Une nouvelle ère au Proche-Orient ?

Voici quelques semaines, j'ai eu l'occasion d'écouter l'un des plus proches conseillers d'Ariel Sharon s'exprimer devant une petite assemblée sur la situation stratégique de son pays. Une expression revenait sans cesse dans ses propos : « une nouvelle ère ». La mort de Yasser Arafat et la campagne électorale en Palestine étaient synonymes de nouvelle ère, de nouvel espoir pour une solution négociée au conflit israélo-palestinien. Tous les pays de la région en convenaient, et un optimisme prudent s'était installé dans les esprits - la première fois depuis 2000, voire plus tôt encore.

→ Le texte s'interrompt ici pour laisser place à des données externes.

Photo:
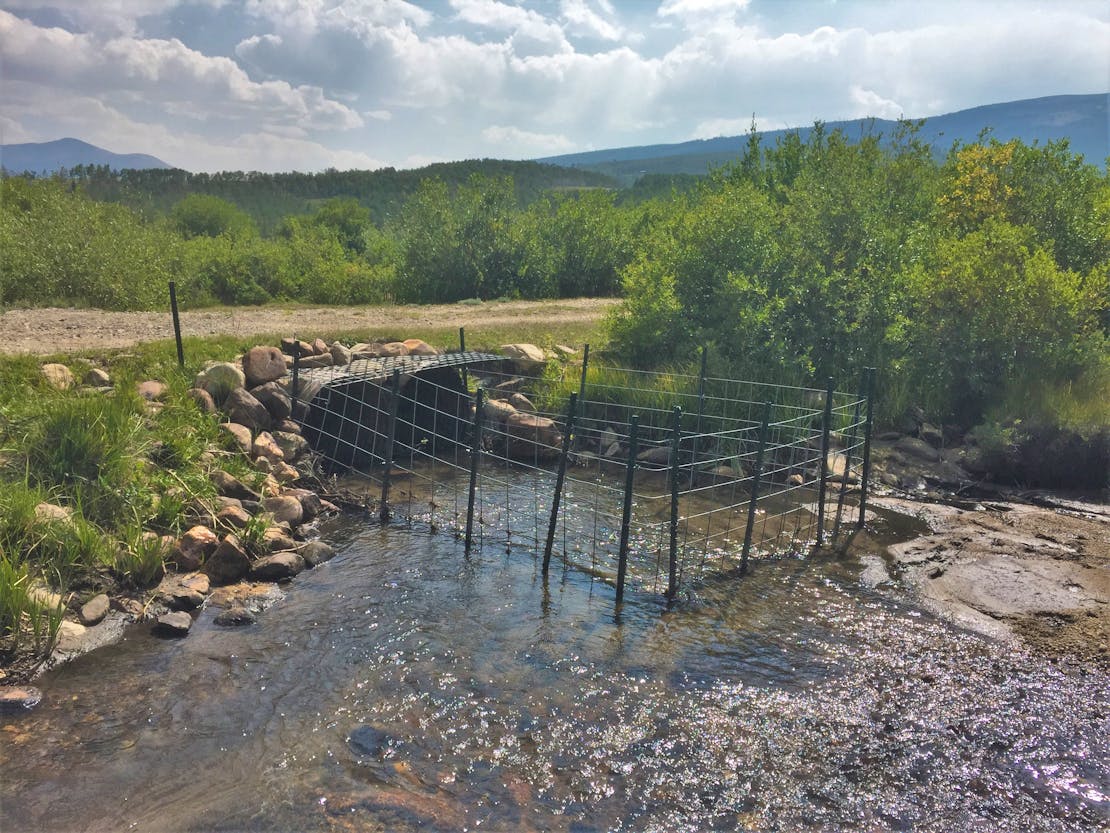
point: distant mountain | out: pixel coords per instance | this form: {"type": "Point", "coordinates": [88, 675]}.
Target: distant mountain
{"type": "Point", "coordinates": [1080, 119]}
{"type": "Point", "coordinates": [50, 157]}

Pourtant, le déroulement de la campagne électorale palestinienne et le double langage de Mahmoud Abbas semblent contredire pareil optimisme : comme argumente avec éloquence Charles Krauthammer, la signature des Accords d'Oslo s'était faite dans la même atmosphère optimiste, et tous les experts ou presque avaient écarté les preuves de l'intention réelle de Yasser Arafat :

What of Abbas' vaunted opposition to violence? On Jan. 2, he tells Hamas terrorists firing rockets that maim and kill Jewish villagers within Israel, "This is not the time for this kind of act." This is an interesting "renunciation" of terrorism: Not today, boys; perhaps later, when the time is right. Which was exactly Arafat's utilitarian approach to terrorism throughout the Oslo decade.

Ce qui est surprenant, c'est que le Gouvernement Sharon semble décidé à faire confiance à Mahmoud Abbas et à effectuer un retrait unilatéral de la Bande de Gaza, même au prix de vives dissensions internes. Le conseiller de Sharon expliquait ainsi que ce dernier est prêt à risquer sa vie pour accomplir sa volonté, et que seule la Knesset - et encore... - parviendrait à l'en empêcher.

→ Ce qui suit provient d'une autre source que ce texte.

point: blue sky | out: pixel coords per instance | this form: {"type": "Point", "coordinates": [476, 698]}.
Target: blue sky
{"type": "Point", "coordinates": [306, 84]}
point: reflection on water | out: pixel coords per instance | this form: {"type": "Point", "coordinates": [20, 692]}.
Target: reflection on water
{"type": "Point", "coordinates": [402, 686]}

Savoir si la méfiance de Krauthammer est justifiée est bien difficile ; en revanche, il est certain que la vie de Mahmoud Abbas dépend de sa disposition à ménager les groupes terroristes palestiniens - même si certains reportages de journalistes européens apparemment acquis à la cause palestinienne évitent soigneusement d'en parler. En d'autres termes, l'espoir de paix semble bien ténu, et il faut trouver ailleurs une explication au comportement d'Israël.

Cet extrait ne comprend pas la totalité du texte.